Тем не менее Экслер изобразил неосведомленность, удивление. Он немедленно позвонил в тюрьму. Положив трубку, с негодованием сказал: это подследственный Диас набросился на ничего не подозревавших заключенных и так их отделал, что пострадавших пришлось поместить в медицинский изолятор.

— Молодец, — сказала Саша и улыбнулась.

— Поглядим, как этот молодец запляшет на виселице, да и вы с ним за компанию!

Саша села на стул, привычно оглядела помещение. День выдался по-летнему жаркий. В комнате было много солнца: золотистые блики усеивали крытый линолеумом пол, горели на чернильном приборе письменного стола следователя и на хромированной дверце сейфа в углу. В распахнутое окно врывались шумы города — перестук пневматических молотков, гудки автомобилей; где-то неподалеку пианист настойчиво упражнялся в гаммах… И если бы не человек в мундире офицера СС, сидящий на фоне забранного решеткой окна, обстановка могла показаться самой умиротворяющей.

— Когда же нас повесят? — сказала Саша. — Когда и по какому обвинению?

— Можете не сомневаться, что очень скоро! — Экслер с ненавистью посмотрел на нее. — Сперва повесят его, и вы будете присутствовать при казни любимого человека. Потом с месяц вас подержат в камере смертников. И только тогда придет ваш черед, не раньше!..

И он вновь стал просматривать бумаги.

Вскоре следователь услышал всхлипывания. Он поднял голову. Женщина сидела, закрыв руками лицо.

Отворилась дверь. В кабинет вошел Тилле.

— Встать! — заорал Экслер.

Он выскочил из-за стола, стукнул каблуками, вытянул руки по швам.

— Штандартенфюрер, старший следователь Якоб Экслер…

— Хорошо, хорошо! — Движением руки Тилле прервал рапорт, прошел к столу, сел сбоку. — Делайте свою работу, гауптштурмфюрер.

Экслер вернулся на место, посмотрел на арестованную.
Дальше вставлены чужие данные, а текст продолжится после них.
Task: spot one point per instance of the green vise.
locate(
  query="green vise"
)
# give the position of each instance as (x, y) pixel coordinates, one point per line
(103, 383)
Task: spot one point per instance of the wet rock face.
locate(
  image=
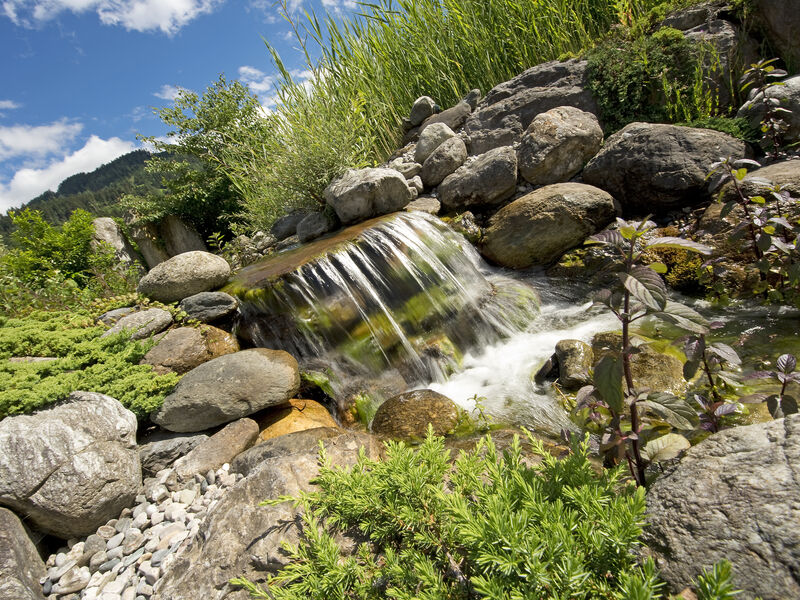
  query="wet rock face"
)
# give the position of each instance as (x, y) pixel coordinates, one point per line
(406, 416)
(653, 168)
(508, 109)
(72, 467)
(734, 496)
(20, 565)
(185, 275)
(228, 388)
(539, 227)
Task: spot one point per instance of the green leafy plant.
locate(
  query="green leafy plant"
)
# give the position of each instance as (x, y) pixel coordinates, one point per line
(485, 526)
(632, 420)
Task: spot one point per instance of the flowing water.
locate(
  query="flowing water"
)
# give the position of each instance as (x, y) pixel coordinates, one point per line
(404, 298)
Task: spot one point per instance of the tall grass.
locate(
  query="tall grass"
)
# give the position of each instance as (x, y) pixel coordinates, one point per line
(374, 66)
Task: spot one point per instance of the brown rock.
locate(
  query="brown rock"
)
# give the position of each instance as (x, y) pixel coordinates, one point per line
(185, 348)
(220, 448)
(406, 416)
(300, 415)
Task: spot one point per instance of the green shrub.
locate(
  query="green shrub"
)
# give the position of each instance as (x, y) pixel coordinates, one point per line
(488, 525)
(84, 361)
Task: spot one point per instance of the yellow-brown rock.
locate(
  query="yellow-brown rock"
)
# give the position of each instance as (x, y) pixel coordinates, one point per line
(299, 415)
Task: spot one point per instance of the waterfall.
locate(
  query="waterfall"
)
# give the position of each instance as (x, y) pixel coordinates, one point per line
(402, 293)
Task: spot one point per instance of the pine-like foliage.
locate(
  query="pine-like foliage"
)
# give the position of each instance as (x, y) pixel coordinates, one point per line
(486, 526)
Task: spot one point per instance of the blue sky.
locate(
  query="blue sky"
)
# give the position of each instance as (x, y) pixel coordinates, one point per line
(80, 78)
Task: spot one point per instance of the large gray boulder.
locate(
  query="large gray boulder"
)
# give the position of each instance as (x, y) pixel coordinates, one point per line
(185, 275)
(239, 538)
(736, 495)
(141, 324)
(365, 193)
(652, 168)
(557, 144)
(508, 109)
(486, 181)
(71, 468)
(781, 21)
(106, 231)
(539, 227)
(443, 161)
(208, 307)
(789, 97)
(21, 568)
(228, 388)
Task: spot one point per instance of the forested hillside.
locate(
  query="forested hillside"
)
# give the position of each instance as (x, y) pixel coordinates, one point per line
(97, 192)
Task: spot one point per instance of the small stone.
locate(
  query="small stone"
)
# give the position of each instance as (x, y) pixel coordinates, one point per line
(115, 541)
(73, 580)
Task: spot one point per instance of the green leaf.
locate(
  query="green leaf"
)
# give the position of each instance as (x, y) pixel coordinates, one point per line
(675, 411)
(666, 447)
(680, 243)
(608, 381)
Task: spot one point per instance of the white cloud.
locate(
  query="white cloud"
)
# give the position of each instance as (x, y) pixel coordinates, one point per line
(167, 16)
(38, 140)
(28, 183)
(258, 81)
(167, 92)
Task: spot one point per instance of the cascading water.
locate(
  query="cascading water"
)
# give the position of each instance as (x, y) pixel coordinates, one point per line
(402, 292)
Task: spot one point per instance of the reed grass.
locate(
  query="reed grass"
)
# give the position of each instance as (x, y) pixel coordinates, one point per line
(373, 66)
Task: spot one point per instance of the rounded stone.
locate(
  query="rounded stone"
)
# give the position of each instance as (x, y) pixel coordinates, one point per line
(185, 275)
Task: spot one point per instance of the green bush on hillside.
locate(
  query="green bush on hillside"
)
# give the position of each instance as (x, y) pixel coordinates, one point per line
(487, 526)
(84, 362)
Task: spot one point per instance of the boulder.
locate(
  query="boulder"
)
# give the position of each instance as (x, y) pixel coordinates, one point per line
(286, 226)
(364, 193)
(185, 275)
(406, 416)
(179, 237)
(422, 108)
(160, 450)
(106, 231)
(239, 538)
(71, 468)
(653, 168)
(509, 108)
(557, 144)
(454, 117)
(487, 181)
(734, 496)
(21, 568)
(208, 307)
(426, 204)
(443, 161)
(181, 350)
(575, 360)
(298, 416)
(539, 227)
(433, 137)
(315, 225)
(228, 388)
(781, 21)
(142, 324)
(788, 95)
(220, 448)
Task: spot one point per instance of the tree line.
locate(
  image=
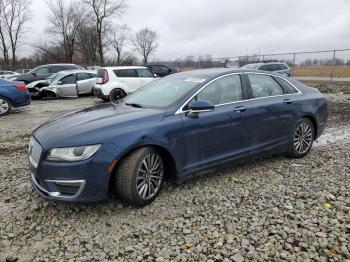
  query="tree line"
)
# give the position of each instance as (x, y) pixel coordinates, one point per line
(78, 31)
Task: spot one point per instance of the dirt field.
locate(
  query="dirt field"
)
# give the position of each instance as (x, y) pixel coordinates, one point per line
(322, 71)
(274, 209)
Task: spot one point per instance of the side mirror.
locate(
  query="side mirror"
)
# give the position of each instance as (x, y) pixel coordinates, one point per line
(99, 80)
(201, 106)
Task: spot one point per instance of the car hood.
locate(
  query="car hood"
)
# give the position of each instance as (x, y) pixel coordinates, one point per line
(94, 125)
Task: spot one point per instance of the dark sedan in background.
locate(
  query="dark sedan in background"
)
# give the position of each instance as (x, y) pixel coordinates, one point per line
(174, 127)
(12, 95)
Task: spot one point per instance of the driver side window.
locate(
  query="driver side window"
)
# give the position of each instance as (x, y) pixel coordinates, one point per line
(70, 79)
(227, 89)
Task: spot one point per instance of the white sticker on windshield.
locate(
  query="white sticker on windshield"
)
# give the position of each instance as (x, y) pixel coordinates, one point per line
(195, 79)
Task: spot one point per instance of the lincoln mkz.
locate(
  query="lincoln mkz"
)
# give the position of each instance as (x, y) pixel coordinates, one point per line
(173, 128)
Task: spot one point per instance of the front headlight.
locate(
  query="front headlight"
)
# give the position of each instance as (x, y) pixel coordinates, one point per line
(72, 154)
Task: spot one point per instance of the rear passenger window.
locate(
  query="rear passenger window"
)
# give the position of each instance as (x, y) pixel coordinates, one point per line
(143, 72)
(227, 89)
(83, 76)
(70, 79)
(282, 67)
(288, 89)
(264, 86)
(126, 73)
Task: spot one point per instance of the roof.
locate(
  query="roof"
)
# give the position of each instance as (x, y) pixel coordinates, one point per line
(122, 67)
(58, 65)
(213, 72)
(216, 72)
(77, 71)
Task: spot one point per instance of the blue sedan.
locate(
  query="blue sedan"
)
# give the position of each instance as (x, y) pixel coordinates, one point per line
(173, 128)
(12, 95)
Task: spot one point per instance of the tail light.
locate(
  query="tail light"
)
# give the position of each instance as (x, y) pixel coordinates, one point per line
(21, 87)
(105, 77)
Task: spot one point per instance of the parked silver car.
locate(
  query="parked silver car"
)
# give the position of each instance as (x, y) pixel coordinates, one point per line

Она сидела, все так же прижав ладони к глазам.

— Прекратите комедию! — приказал он.

Саша сразу узнала Тилле: управляющий имением Дробиш передал Кузьмичу фотографию своего хозяина. Встретиться с этим человеком она надеялась уже в момент ареста, но за ними пришли другие. Потянулись дни ожидания в тюрьме. Вскоре она поняла: систематические многочасовые диалоги со следователем имели целью запугать, сломить волю, подавить, — словом, довести их с Энрико до нужной «кондиции» и только тогда передать главному противнику. Но время шло, а Тилле не давал знать о себе. Тогда появилась тревога. Уже начало казаться: следствию что-то стало известно и Тилле вовсе не появится… Последние двое суток она почти не спала — перебирала в памяти все то, из чего складывалась подготовка к операции, пытаясь обнаружить ошибку, просчет…

И вот он пришел!

— В чем дело? — сказал Тилле, вороша документы, горкой лежавшие на столе. — Почему истерика?